The king was tired. He wanted no more of the visions. He wanted light, softness, grace.
He walked to the palace pool. It was quiet at this time of night; deepas were floating on the glistening surface, their drops of light flirting with their shadows. Jasmine petals lay scattered in the still waters, their subtle scents fragrancing the emperor’s thoughts.
Breath into music, screams into song…..breath into music, screams into song….
He noticed the veena had stopped playing. Having played out the sufferings of those massacred—thereby suffering herself—Saraswati rested. She had filled the silence with her music, and now she waited, listening to the silence, listening for-
And Akbar felt a sudden rush of love for the goddess. Because, he realized, the goddess didn’t expect men to understand.
Because she didn’t understand herself.
He recalled he had experienced such terror before. Once, years ago, while he still lived in Fathepur-Sikri, he’d gone to his diwan-i-khas, the palace he built for philosophical debate, at midnight. Silently he entered the imposing hall, climbed the stairs, and took the emperor’s place, on top of the main pillar.
He had listened to so many debates here, between the best scholars in the land.
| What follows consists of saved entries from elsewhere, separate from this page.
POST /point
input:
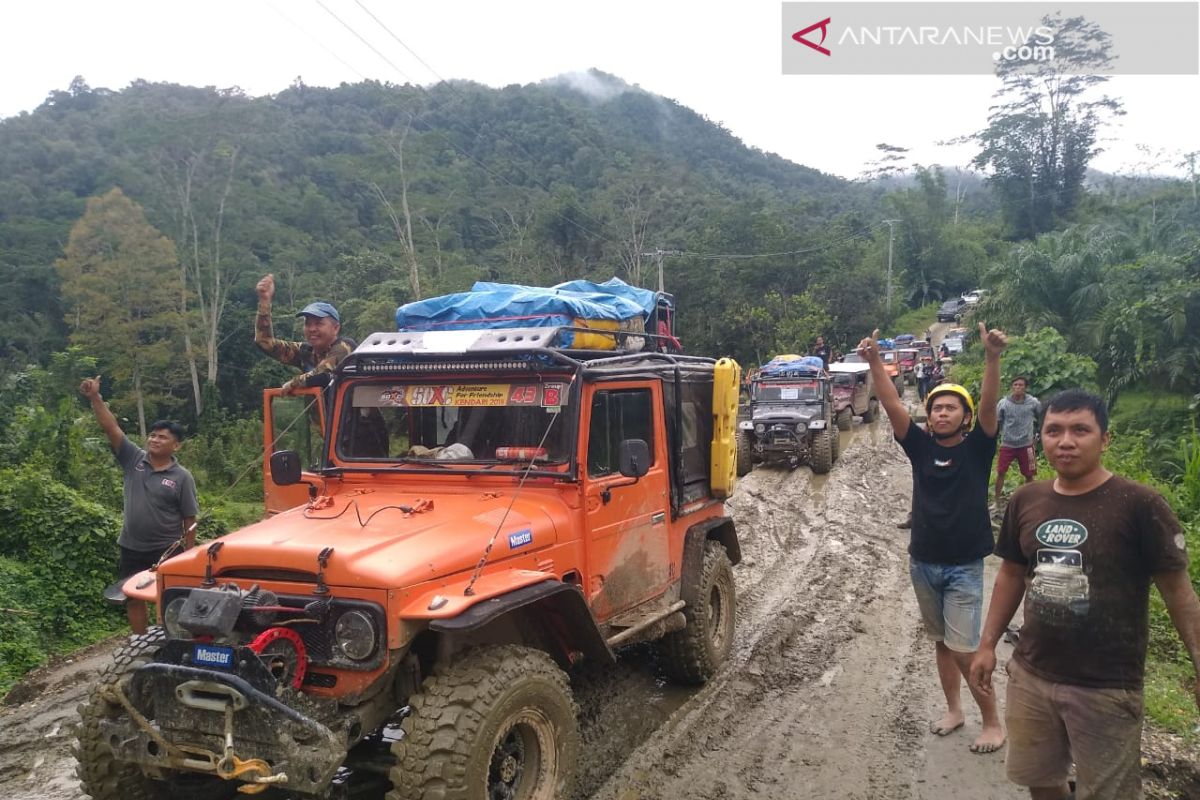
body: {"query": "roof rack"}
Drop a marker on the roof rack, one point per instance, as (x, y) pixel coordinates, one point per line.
(511, 348)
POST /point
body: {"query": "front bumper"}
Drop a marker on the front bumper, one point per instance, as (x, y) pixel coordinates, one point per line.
(186, 707)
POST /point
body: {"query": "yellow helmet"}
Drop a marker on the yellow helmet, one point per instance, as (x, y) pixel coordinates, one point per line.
(954, 389)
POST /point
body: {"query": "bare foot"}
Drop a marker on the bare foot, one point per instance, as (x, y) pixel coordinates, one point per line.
(947, 725)
(989, 741)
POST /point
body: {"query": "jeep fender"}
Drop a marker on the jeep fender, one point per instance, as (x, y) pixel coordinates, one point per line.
(719, 529)
(559, 608)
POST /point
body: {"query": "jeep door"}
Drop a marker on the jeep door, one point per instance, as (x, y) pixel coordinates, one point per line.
(295, 422)
(629, 553)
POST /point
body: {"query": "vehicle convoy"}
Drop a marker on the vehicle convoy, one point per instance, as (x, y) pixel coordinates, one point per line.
(461, 516)
(853, 394)
(791, 417)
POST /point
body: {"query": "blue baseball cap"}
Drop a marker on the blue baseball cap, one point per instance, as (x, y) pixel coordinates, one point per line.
(319, 310)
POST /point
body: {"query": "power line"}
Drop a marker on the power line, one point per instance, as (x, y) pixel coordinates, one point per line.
(316, 41)
(731, 257)
(438, 107)
(411, 52)
(359, 36)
They had offered hours of pleasure, scintillating with wit and heartfelt emotion, as syllables swirled in double-helix delights, each man defending the logic of his faith.
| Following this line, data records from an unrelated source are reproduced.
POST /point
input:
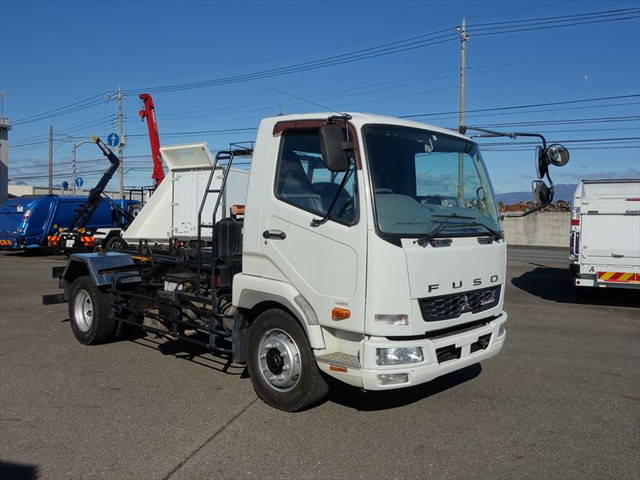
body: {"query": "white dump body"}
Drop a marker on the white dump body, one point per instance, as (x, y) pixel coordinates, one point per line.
(605, 233)
(172, 211)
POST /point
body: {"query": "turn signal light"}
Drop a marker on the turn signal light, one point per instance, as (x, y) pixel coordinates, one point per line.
(340, 313)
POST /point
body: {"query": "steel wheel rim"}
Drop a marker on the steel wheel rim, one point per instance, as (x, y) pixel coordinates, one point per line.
(279, 360)
(83, 310)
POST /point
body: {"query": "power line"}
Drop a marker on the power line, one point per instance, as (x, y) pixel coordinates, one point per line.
(531, 105)
(349, 57)
(558, 17)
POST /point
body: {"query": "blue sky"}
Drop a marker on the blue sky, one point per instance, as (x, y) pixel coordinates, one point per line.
(56, 53)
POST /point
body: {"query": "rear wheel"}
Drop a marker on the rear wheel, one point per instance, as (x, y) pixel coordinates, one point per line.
(89, 313)
(281, 364)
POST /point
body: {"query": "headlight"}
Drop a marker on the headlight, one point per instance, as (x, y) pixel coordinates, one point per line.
(397, 356)
(502, 329)
(392, 319)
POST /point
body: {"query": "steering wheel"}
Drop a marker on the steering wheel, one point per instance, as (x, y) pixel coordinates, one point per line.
(346, 207)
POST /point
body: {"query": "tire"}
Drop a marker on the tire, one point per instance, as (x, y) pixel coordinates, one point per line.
(281, 365)
(89, 309)
(115, 242)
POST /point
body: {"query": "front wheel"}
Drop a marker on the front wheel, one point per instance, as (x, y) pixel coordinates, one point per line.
(89, 309)
(281, 364)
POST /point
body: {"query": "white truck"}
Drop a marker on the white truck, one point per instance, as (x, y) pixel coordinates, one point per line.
(371, 251)
(604, 247)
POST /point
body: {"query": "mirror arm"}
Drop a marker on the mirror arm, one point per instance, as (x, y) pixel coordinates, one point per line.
(486, 133)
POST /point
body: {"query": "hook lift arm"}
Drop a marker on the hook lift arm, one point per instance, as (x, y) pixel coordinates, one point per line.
(93, 201)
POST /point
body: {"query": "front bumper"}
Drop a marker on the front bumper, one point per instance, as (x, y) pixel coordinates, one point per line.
(461, 344)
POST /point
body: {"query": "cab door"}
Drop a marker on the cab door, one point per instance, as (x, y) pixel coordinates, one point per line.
(326, 264)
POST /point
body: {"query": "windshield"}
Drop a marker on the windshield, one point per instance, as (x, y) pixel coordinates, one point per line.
(420, 178)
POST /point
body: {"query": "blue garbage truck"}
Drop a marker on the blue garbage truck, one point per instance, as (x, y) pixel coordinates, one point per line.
(29, 222)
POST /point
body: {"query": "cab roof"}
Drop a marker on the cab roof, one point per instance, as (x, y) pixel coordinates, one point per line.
(360, 119)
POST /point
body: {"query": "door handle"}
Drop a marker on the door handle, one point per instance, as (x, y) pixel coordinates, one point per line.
(274, 234)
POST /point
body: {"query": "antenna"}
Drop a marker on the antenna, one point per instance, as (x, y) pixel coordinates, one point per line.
(308, 101)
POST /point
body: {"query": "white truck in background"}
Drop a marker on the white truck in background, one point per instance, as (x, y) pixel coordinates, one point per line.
(371, 251)
(604, 246)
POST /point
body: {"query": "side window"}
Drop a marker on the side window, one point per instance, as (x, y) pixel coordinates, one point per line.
(304, 181)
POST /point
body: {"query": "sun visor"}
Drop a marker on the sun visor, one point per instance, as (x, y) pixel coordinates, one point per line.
(192, 155)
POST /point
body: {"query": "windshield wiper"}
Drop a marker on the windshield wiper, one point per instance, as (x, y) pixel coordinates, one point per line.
(429, 236)
(496, 234)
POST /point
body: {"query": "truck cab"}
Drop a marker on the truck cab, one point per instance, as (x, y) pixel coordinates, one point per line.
(383, 305)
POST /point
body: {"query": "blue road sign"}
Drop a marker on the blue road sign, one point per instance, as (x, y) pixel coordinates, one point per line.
(113, 140)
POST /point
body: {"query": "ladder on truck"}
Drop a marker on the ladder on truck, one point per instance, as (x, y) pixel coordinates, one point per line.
(225, 157)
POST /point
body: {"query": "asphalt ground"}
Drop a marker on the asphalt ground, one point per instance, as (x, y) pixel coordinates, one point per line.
(562, 400)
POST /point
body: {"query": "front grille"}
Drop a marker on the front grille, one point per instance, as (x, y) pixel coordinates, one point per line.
(445, 307)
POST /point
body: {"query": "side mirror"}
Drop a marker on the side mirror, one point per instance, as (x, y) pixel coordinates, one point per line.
(542, 166)
(335, 149)
(542, 193)
(557, 155)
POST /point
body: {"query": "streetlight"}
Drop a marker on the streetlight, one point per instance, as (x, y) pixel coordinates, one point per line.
(73, 161)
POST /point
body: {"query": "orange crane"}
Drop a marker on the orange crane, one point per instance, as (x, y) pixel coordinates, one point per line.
(149, 114)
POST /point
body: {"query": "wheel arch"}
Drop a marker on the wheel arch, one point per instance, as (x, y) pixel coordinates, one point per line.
(253, 295)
However so often men argued so adamantly about deep-seated beliefs that Akbar felt they’d forgotten all about God. All they wanted to do was be proven right, to defeat the other with the able sabers of their intellect.
Different sects of Islam argued with one another, then argued with Hindus, Buddhists, and his Christian visitors from Portugal—Jesuit priests-- who all also argued amongst themselves. One of his biographers had written, “The mullahs became very Jews and Egyptians for their hatred of each other.” Akbar believed there was truth to every religion; he’d even had the Gospel translated into Persian by skilled linguists. Yet, he felt, absolute truth eluded them all.
He slowly stood up and walked towards a window. No stars; clouds covered the sky, still dark, the blackest moment before the yawning light of a new dawn.
He stared out the window, not thinking of anything. A cool breeze blew, sweetly refreshing.
Then he heard something.
A slight jingling, then more forceful, the unmistakable tremor of dance-bells. Was one of the court dancers practicing so early?
The jingling came closer. To his surprise, it entered the quiet hall, beneath the emperor’s seat. Why would the guards allow anyone into his hall without his permission?
Before he could ask who it was, the bells started dancing. He started to demand the individual’s identity, but stopped himself.
He knew the music of the bells wouldn’t listen to him, he had to listen to her. The music was so enveloped within herself, within her own tones, and beats, lilting to her own rhythms, that he doubted she even knew he was there.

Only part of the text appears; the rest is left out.